Nevertheless, amidst a terrible setback, Squamish seems to be pulling together.

While the cable for the Sea to Sky Gondola appears to have been cut, the bond between people here in town seems to be stronger than ever.

One big highlight was the job fair held on Aug. 16. Local businesses opened their doors, and, in at least some cases, were willing to hire gondola workers who were left without a job literally overnight.

Dozens left fearing for their livelihoods were able to — at least for now — gain some respite in what must have undoubtedly been a devastating blow.

At that event, there was something that might have been in short supply in the days leading up to it — hope.

At least one person was overcome with emotion to the point they were in tears.

This was not the only act of kindness.

Despite everything that had happened to them, the gondola actually took the disaster as a chance to give back to the community.

Quick-thinking staff realized that food at the restaurant would go bad, and mobilized a convoy of trucks to bring it down and donate it to the Squamish Food Bank and Helping Hands.

It’s remarkable in a time when they had every right to drop into self-absorption and self-pity for their situation, the gondola actually took the event as a challenge to spread goodwill.

Actions like this certainly deserve a proper applause.

While the disaster has battered the community’s spirits to some extent, it has also given light to moments like this that make many people here in town proud to call Squamish their home.

Last week, we called upon Squamish to stand by those in the community who would be left most vulnerable as a result of this very sad act.

This week, we think it’s safe to say that the town has delivered.

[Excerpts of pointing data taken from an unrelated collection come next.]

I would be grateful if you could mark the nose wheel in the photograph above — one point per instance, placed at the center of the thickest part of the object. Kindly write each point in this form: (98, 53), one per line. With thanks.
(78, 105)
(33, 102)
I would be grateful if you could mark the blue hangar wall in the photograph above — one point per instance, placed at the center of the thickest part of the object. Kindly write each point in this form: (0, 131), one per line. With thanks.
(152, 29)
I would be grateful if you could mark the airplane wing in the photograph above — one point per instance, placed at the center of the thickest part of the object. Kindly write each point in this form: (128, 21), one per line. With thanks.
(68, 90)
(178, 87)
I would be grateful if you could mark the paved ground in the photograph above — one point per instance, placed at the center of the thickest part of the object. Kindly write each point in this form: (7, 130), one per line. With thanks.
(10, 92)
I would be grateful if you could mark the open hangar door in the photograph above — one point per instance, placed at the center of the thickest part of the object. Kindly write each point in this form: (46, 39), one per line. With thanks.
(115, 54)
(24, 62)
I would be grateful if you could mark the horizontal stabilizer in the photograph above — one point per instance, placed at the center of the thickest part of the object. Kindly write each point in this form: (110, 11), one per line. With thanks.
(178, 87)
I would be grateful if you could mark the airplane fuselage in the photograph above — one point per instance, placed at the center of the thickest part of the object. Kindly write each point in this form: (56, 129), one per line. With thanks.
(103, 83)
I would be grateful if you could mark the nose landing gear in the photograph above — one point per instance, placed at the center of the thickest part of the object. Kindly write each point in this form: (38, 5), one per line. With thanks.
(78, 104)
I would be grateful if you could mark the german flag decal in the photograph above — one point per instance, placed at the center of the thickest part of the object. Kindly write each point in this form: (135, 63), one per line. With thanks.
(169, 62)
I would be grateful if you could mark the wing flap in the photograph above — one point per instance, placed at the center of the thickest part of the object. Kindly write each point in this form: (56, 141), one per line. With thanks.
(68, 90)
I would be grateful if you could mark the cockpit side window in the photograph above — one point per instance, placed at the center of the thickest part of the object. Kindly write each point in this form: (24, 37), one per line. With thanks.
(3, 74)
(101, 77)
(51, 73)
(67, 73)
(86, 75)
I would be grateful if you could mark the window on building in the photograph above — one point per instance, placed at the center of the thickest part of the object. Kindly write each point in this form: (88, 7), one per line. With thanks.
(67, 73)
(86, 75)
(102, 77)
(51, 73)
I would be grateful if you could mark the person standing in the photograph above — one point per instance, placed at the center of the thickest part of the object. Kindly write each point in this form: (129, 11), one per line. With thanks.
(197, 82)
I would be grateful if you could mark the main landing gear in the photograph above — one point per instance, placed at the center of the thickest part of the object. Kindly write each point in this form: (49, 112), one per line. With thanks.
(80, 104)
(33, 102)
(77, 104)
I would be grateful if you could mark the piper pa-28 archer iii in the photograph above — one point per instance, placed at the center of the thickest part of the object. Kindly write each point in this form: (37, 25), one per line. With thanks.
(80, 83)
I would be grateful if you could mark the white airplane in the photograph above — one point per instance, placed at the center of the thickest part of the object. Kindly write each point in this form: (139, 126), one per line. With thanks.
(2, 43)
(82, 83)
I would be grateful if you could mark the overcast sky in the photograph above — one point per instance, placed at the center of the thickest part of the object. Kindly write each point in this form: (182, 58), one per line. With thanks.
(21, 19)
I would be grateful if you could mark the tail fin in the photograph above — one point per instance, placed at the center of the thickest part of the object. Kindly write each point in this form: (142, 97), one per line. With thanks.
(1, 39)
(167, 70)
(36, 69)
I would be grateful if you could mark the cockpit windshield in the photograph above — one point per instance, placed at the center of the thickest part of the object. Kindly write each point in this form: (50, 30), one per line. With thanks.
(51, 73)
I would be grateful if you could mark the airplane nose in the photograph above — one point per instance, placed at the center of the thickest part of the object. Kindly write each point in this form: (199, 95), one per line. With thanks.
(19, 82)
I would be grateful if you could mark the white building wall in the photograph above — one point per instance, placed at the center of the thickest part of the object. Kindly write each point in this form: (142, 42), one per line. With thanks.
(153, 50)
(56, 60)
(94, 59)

However, the outpouring of goodwill is always easiest in the immediate aftermath of disasters such as these. The cameras are rolling. The world’s eye is upon us. This event has created headlines being read far beyond the span of just this country.

But the road towards the gondola’s hopeful spring opening next year is still a long one.

We would do ourselves a favour to keep that giving spirit alive — even when the international attention inevitably wanes in the coming months.